I am confused about Operating Systems scanner vs Network Scanner. Usually a network scanner such as Nessus can already check for operating systems vulnerability. So what does an operating system scanner do? Any ideas? thanks.
A network scanner interrogates the target over the network:
- determines open ports via (semi-)exhaustive search
- determines software and versions, if possible, based on banners and behavior
- checks for known vulnerabilities (e.g., does /CFIDE/administrator exist)
but it is limited by only having network access. The banner printed on port 22 will identify the SSH version, but this can be misleading - if the OS vendor has backported security fixes (common practice), then the banner may indicate an older, vulnerable version when in fact the software is newer enough to be invulnerable to those issues.
An operating system scanner uses local credentials to access the system from the inside.
- determines listening ports looking at the OS tools (e.g. netstat)
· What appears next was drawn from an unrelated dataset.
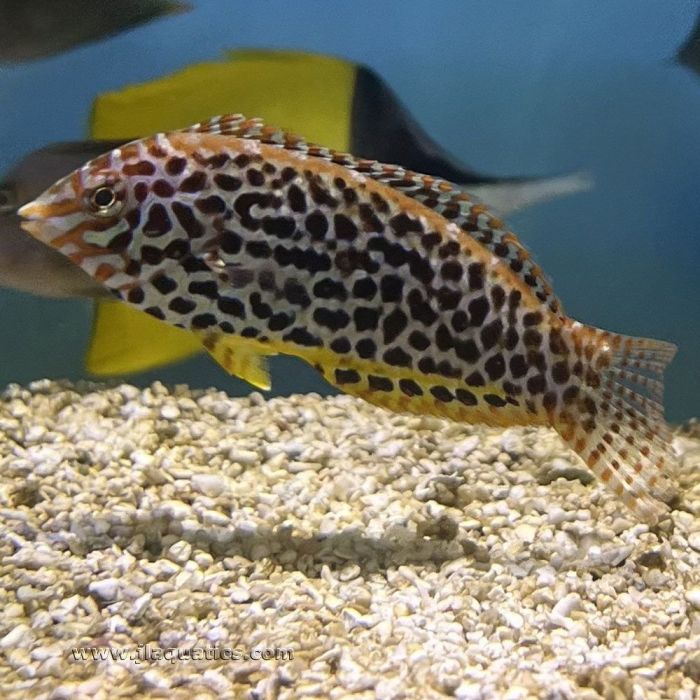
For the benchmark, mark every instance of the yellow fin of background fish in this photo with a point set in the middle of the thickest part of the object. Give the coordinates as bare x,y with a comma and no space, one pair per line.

- queries exact software installations and versions
- queries installed patches and file versions to see if vulnerabilities are patched
The operating system scanner is much more complete and accurate as a result.
There are a number of scanners that fall into this category to various degrees. I can't recommend one (so many and so different) but they fall into two main categories:
Scanners or scanning services that performs "authenticated", "trusted", or "credentialed" scans; these will generally check OS configuration, patches, and installed software.
- Qualys trusted scan
- Rapid7 Nexpose authenticated scan
Tools which authenticated users run locally:
- Microsoft Baseline Security Analyzer (checks versions and patches for MS products)
- Qualys BrowserCheck (checks browsers, limited (web-related) software, OS patches, and certain OS configuration details like firewall and AV configured)
This latter "tools" category tends to be more limited in scope; for the fullest coverage, look for a scanner that supports either enterprise or cloud-based scope. (Arguably no one is going to sink the time and money into a tool that they sell for individual system users; the money is in the people who need to use it to protect entire networks).